For all of the stress and anxiety that built up prior to my trip, the travel itself was highly uneventful – smooth sailing in fact. My friend Dave was kind enough to drop me at O’Hare, and even the traffic was a non-issue. We arrived a full half hour prior to the time I had hoped to and from the second we parted ways everything went according to plan. I boarded the plane for London without any delays and had a very enjoyable flight owing to my good Samaritan ways. A woman I was seated next to wanted to sit with her daughter. After some finagling they moved me to Economy Plus (more leg room for my lengthy 5’2” frame) and gave me a complimentary glass of wine for my troubles. Arrival in London also went swimmingly and, oddly, the 5 hour layover just flew by. (Largely owing to the book I’m reading called “In the Woods” by Tara French. Air Malta also departed on time, and we landed as scheduled in Valetta. The moment we all were waiting for – the passport inspection – went by without a hitch. The visa they gave me doesn’t even indicate a departure date so gone were my worries about getting kicked out of the country immediately on arrival.

From there, I picked up all of my luggage – all pieces arrived in safe condition which I was convinced wouldn’t happen as I’ve not lost luggage yet and statistically speaking, it’s bound to happen sooner or later. I navigated my way to the taxi stand where an eager driver took me immediately and I was reminded just how friendly the Gozitans are. I settled into the taxi for the 45 minute drive to the ferry and felt completely at ease with the familiar landscape of limestone, pleasantly surprised to see the area more green than the last time I left it, owing to the later date in the summer and some of the rains they’ve had. I made it to the ferry just as one was arriving, loaded all of my bags on board and bought my first beverage in Malta – a Cisk beer. Aaaahhh – nothing like it. It conjured up memories from last year on the baruf with my Anthro friends and it suddenly occurred to me that I was sitting in the same spot I had sat with Vicky, Marjan and Wim on our return trip from Gozo.

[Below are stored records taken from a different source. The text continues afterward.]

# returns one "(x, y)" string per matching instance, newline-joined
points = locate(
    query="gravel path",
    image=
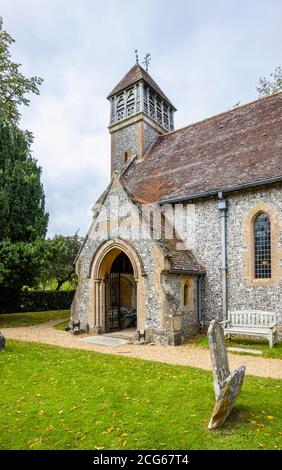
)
(188, 355)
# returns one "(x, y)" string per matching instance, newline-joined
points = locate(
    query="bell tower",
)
(140, 112)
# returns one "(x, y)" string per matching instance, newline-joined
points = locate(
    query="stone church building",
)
(190, 225)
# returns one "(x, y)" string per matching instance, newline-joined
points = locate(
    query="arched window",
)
(130, 103)
(262, 245)
(120, 108)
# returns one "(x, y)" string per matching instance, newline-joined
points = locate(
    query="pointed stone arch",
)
(99, 267)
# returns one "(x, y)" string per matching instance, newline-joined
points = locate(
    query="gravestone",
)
(226, 386)
(2, 342)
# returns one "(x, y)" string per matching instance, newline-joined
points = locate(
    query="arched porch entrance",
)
(120, 295)
(114, 288)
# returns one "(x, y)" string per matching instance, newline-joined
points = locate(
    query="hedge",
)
(36, 301)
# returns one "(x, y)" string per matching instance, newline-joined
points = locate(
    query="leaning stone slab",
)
(2, 342)
(219, 357)
(227, 398)
(226, 386)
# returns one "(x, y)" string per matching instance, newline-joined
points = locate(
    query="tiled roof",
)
(240, 146)
(182, 260)
(135, 74)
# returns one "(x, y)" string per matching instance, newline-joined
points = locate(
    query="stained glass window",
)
(262, 238)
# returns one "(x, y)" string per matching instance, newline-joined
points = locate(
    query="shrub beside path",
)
(186, 355)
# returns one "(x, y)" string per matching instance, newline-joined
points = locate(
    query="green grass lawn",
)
(61, 326)
(10, 320)
(275, 352)
(57, 398)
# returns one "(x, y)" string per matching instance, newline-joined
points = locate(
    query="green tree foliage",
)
(14, 86)
(22, 201)
(20, 265)
(269, 86)
(23, 220)
(59, 256)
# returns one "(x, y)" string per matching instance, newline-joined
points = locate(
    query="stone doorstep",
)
(256, 352)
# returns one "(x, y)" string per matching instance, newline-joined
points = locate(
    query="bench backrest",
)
(252, 318)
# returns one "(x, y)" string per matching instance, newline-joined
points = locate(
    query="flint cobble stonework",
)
(241, 295)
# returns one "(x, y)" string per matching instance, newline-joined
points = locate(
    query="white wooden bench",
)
(252, 323)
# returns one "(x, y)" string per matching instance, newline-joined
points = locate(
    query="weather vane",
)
(136, 55)
(147, 60)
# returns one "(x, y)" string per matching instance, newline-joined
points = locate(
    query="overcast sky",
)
(206, 56)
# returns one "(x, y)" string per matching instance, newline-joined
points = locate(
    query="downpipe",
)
(222, 205)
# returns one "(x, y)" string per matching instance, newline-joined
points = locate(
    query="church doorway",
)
(120, 295)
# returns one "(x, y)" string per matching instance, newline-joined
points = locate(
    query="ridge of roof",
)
(134, 75)
(234, 148)
(214, 116)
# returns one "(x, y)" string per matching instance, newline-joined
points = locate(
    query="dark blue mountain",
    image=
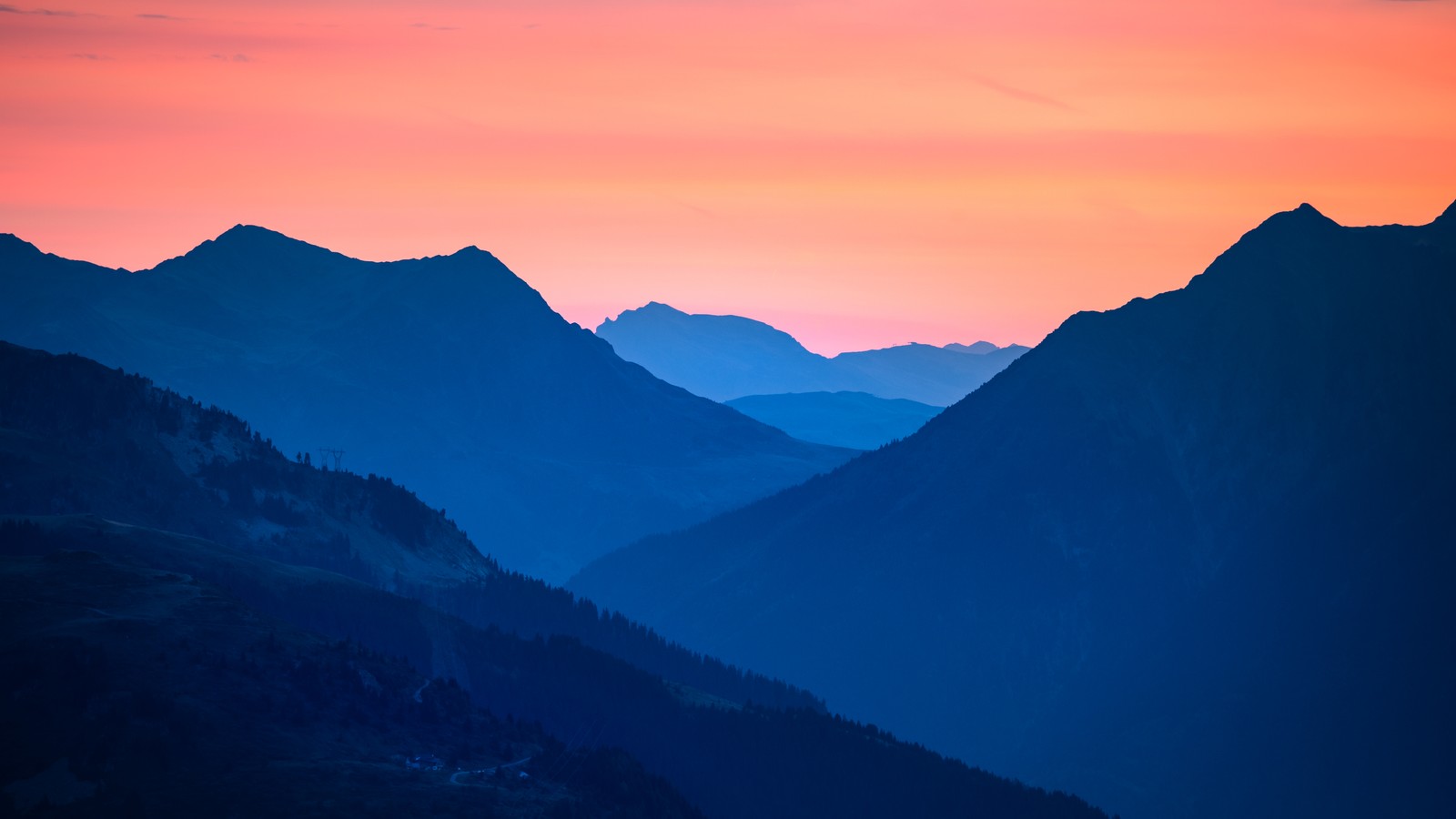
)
(172, 671)
(839, 419)
(448, 372)
(1191, 557)
(725, 358)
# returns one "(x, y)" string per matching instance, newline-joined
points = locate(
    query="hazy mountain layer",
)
(725, 358)
(448, 372)
(856, 420)
(1191, 557)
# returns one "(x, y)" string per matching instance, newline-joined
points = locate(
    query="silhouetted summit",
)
(1190, 557)
(448, 372)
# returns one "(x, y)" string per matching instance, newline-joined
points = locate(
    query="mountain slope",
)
(102, 460)
(856, 420)
(1190, 557)
(133, 691)
(448, 372)
(725, 358)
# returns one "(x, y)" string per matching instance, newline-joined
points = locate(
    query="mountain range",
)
(448, 372)
(1191, 557)
(725, 358)
(198, 624)
(856, 420)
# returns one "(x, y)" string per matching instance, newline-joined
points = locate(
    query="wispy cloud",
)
(1021, 94)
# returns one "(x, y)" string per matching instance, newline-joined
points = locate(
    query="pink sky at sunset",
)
(858, 174)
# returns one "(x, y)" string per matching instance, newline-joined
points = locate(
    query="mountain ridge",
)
(727, 358)
(531, 430)
(1210, 467)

Instead of making me sad, it filled me with a kind of confidence and warmth and I was grateful for the memory. I called Tonio, the realtor, and we made arrangements to meet in St. George’s Square. Just another quick taxi ride through Gozo to Valetta from another very nice taxi driver, and I was here at last.

I met Tonio as well as Ted, the owner of the property. Tonio is younger, probably in his mid/late twenties and Ted is probably in his late 50’s though it’s hard to tell with the way the sun damages the skin here. They were both very very welcoming and friendly and made sure I had both of their phone numbers in case I needed anything. Ted made sure to ask me several times if I liked the place, as if he was looking for my validation. He also told me that I could call him anytime day or night if I needed anything. He was kind enough to stock the fridge with some necessities – water, milk, bread, jam, fruit which was a relief as today is a local holiday and most of the shops for supplies like that are closed. We made arrangements to meet tomorrow at 11am and go over to the leasing office to go over the contract for the apartment. I unpacked, tested the apartment for wireless (nada – also, my phone does NOT get a connection afterall) and am going to shower before heading out in search of my first Pastizzi before the rest of the shops close for the night. It’s about 6pm here and it’s going to take me awhile to get into the swing of what shops are open during what times, especially since the holiday season is waning and the island will not surely cater to some of their tourist-friendly hours for long.

Oh, I almost forgot – my apartment is exactly where I thought it would be – just above Joe’s cigarette shop and this organic store that I loved the last time I was there. It’s only one flight up so not too tedious and the view is perfect, overlooking St. George’s square and the entrance to St. George’s church. It’s practically ground zero for watching funeral processions! Wahoo!